Demirhanede bir süre mahsur kaldıktan sonra, büyük çaplı kuşatma silah takviyesi üzerinde hiç dinlenmeden çalışmıştı.

Onun inlediğini gören Max, uzun, kalın tahta direği almak için ileri atıldı. Ama ondan önce, onu sürekli takip ediyormuş gibi peşinde dolanan Yurixion, ileri doğru yürüyüp direği aldı. Armin içini çekerek giysilerindeki tozu silkeledi.

"Çok fazla iş var. Umarım diğer büyücüler de yardımcı olabilir.”

Max, cephaneliğin yanına yayılmış uzun tahta masanın üzerine yarı ejderha kemiklerinden yapılmış büyülü bir alet koyarken başını salladı.
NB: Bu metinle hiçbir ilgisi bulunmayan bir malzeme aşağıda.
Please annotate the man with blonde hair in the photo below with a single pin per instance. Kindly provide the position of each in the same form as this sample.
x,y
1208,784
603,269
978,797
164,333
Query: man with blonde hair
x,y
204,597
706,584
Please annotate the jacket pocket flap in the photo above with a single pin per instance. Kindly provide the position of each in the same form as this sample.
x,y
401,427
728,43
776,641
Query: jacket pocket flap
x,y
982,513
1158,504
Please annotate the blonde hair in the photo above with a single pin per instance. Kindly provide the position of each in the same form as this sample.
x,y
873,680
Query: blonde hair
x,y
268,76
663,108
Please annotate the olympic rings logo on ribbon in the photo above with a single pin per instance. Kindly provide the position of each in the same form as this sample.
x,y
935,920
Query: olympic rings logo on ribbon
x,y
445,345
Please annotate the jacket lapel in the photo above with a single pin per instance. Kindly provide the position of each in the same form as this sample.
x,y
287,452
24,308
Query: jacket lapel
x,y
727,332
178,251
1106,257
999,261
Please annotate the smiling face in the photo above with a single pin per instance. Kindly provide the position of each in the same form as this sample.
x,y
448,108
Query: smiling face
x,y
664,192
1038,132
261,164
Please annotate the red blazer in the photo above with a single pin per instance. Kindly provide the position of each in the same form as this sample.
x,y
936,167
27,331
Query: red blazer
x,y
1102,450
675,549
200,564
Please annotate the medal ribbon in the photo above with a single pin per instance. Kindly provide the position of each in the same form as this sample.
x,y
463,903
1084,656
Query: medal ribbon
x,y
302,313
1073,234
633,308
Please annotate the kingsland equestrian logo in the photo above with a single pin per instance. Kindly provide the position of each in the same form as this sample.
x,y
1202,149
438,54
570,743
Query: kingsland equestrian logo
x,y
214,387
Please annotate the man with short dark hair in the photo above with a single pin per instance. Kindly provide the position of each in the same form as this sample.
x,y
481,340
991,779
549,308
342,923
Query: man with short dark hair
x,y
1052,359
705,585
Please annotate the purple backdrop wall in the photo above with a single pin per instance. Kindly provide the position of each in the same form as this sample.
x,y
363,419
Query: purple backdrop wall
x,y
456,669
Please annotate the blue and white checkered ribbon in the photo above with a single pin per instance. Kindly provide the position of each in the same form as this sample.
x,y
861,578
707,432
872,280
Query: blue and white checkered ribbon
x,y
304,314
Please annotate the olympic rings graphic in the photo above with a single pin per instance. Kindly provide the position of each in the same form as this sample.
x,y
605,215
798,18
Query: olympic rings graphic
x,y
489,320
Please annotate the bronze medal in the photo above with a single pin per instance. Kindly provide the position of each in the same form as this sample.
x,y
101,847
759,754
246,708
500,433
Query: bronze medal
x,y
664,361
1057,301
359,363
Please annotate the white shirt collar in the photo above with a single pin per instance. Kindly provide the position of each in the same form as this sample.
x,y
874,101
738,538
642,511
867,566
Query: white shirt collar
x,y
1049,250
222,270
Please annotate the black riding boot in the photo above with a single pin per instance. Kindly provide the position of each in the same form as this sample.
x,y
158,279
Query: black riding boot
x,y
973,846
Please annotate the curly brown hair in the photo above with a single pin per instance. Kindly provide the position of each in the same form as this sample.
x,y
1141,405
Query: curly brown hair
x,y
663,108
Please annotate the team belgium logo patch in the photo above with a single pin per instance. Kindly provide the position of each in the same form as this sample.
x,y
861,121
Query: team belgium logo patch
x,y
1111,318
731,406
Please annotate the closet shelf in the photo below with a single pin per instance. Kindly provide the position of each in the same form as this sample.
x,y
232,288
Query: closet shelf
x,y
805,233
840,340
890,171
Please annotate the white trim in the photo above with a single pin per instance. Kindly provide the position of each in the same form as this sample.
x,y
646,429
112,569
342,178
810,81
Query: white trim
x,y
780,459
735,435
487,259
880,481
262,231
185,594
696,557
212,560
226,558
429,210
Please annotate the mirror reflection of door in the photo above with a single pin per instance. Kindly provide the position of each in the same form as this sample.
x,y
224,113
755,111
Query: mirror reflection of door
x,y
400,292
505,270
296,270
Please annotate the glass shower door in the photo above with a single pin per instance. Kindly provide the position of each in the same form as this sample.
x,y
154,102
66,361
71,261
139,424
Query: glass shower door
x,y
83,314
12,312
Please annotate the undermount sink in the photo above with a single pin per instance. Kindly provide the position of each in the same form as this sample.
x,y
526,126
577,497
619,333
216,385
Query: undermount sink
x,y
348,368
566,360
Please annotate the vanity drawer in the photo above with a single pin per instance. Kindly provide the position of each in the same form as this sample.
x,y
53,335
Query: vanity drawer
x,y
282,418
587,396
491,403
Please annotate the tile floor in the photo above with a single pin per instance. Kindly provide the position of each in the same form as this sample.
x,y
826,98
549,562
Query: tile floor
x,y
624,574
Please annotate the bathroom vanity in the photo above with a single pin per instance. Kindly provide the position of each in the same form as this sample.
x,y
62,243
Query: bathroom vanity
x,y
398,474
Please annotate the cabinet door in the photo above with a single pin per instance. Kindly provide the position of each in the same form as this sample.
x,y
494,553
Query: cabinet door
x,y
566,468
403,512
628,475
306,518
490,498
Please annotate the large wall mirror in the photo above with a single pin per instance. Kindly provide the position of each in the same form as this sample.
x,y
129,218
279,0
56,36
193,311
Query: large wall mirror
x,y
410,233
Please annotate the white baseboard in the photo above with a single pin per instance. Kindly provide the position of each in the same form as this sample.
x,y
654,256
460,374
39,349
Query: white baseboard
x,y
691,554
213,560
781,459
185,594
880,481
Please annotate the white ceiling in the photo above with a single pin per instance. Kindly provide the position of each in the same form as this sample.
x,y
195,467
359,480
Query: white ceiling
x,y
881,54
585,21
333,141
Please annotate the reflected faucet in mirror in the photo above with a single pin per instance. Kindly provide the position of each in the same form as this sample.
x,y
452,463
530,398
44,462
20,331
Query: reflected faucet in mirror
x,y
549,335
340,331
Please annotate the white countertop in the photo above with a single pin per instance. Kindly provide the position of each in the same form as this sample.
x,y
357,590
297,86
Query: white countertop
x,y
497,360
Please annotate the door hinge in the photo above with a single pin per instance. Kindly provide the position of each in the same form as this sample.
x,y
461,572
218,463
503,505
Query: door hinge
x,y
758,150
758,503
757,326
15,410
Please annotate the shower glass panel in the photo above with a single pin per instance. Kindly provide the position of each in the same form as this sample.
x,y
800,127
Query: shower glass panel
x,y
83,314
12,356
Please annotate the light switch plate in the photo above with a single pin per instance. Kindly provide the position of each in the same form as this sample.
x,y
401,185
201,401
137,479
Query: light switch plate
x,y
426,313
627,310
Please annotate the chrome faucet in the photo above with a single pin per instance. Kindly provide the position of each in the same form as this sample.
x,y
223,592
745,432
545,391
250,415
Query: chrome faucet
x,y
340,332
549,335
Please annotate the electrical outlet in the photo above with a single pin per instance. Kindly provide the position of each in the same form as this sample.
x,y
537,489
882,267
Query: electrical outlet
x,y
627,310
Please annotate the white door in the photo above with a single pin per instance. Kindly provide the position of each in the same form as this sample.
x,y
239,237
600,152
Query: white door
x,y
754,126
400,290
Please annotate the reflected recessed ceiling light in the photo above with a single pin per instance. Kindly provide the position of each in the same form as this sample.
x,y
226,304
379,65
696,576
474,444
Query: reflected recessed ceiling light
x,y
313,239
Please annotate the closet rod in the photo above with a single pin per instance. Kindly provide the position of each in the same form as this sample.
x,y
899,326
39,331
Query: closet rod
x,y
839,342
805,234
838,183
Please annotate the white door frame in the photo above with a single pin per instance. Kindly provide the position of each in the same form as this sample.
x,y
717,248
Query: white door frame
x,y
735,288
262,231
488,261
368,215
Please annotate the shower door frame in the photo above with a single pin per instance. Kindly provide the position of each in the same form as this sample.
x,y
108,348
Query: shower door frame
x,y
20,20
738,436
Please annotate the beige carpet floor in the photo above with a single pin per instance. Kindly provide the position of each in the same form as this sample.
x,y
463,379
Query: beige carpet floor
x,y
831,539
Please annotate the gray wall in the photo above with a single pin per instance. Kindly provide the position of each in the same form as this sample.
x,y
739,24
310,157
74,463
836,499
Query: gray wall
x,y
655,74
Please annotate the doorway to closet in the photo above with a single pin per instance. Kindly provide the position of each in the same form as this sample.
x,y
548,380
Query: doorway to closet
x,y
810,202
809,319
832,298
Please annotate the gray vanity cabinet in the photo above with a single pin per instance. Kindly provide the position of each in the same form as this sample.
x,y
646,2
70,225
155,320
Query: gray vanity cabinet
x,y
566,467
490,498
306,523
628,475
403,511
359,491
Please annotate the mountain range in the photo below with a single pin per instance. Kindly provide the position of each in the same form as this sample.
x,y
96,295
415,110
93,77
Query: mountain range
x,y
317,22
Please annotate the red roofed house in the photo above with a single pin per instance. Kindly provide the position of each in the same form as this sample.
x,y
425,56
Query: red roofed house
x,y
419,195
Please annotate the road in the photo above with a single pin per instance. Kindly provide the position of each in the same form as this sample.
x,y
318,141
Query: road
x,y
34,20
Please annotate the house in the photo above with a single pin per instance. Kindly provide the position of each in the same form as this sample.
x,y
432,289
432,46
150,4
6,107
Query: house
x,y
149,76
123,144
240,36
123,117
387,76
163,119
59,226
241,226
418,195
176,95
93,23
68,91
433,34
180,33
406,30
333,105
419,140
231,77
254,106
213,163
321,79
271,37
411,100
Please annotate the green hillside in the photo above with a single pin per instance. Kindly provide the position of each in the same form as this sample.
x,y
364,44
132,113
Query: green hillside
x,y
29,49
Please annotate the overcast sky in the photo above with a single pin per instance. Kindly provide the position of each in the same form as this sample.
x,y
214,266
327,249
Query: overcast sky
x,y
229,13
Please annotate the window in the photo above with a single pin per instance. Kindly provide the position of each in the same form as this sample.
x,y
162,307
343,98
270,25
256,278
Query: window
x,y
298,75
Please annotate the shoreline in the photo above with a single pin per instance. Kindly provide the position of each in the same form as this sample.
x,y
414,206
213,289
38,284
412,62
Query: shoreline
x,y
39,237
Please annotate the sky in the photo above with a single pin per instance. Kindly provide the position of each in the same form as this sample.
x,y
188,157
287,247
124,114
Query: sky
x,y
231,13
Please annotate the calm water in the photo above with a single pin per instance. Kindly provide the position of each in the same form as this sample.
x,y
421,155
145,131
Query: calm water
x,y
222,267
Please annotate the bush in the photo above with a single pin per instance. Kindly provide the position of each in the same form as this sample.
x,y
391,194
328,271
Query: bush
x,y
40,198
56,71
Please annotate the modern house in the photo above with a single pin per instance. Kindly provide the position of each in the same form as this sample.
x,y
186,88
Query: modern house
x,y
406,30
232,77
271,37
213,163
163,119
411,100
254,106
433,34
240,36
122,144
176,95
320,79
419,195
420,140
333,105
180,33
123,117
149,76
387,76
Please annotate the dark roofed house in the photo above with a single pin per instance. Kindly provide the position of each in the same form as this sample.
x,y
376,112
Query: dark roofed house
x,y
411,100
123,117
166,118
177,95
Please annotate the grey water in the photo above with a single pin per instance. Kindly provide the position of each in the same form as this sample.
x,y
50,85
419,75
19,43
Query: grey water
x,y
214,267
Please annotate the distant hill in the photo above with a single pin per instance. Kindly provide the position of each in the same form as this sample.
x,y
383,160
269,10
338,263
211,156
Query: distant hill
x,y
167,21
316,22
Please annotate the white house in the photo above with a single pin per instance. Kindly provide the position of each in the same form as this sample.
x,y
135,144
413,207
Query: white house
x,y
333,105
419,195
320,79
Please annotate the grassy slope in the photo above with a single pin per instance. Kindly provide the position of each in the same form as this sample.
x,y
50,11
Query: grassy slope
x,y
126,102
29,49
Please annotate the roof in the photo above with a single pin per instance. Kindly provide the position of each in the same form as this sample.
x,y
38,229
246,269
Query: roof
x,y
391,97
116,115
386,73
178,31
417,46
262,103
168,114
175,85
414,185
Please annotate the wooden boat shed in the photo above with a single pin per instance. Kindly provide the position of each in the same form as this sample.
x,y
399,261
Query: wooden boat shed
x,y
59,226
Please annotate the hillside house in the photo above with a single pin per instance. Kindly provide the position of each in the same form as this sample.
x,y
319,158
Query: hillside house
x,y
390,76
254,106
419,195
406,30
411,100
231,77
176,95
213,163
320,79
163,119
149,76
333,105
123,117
“Karanlık büyücülerin formüllerini analiz etmek daha öncelikli bir iş. Eğer wyvern sorununu çözemezsek... şehri işgal etmekte büyük zorluklar çıkar.”

"İlerleme var mı?"

"Şu anlık yok. Sıkışmıştım kaldım.” Yakınlarda konuşmalarını dinleyebilecek askerler olduğunu fark ederek aceleyle ekledi. "Ama yakında çözülecektir. Lord Calto, kara büyücüler tarafından kullanılan formüllerin çoğunu deşifre ettiği için... yakında onlarla başa çıkmanın bir yolunu buluruz.”

Annette aletlerini yere atarak, "Bu işi biraz daha hafifletirsek, bunu çabucak çözebiliriz." diye homurdandı. “Keşke daha düşük seviyeli büyücüler de olsaydı. İlaç yapmak veya sihirli araçlar kurmak için üst düzey bir büyücü olmanıza gerek yok.”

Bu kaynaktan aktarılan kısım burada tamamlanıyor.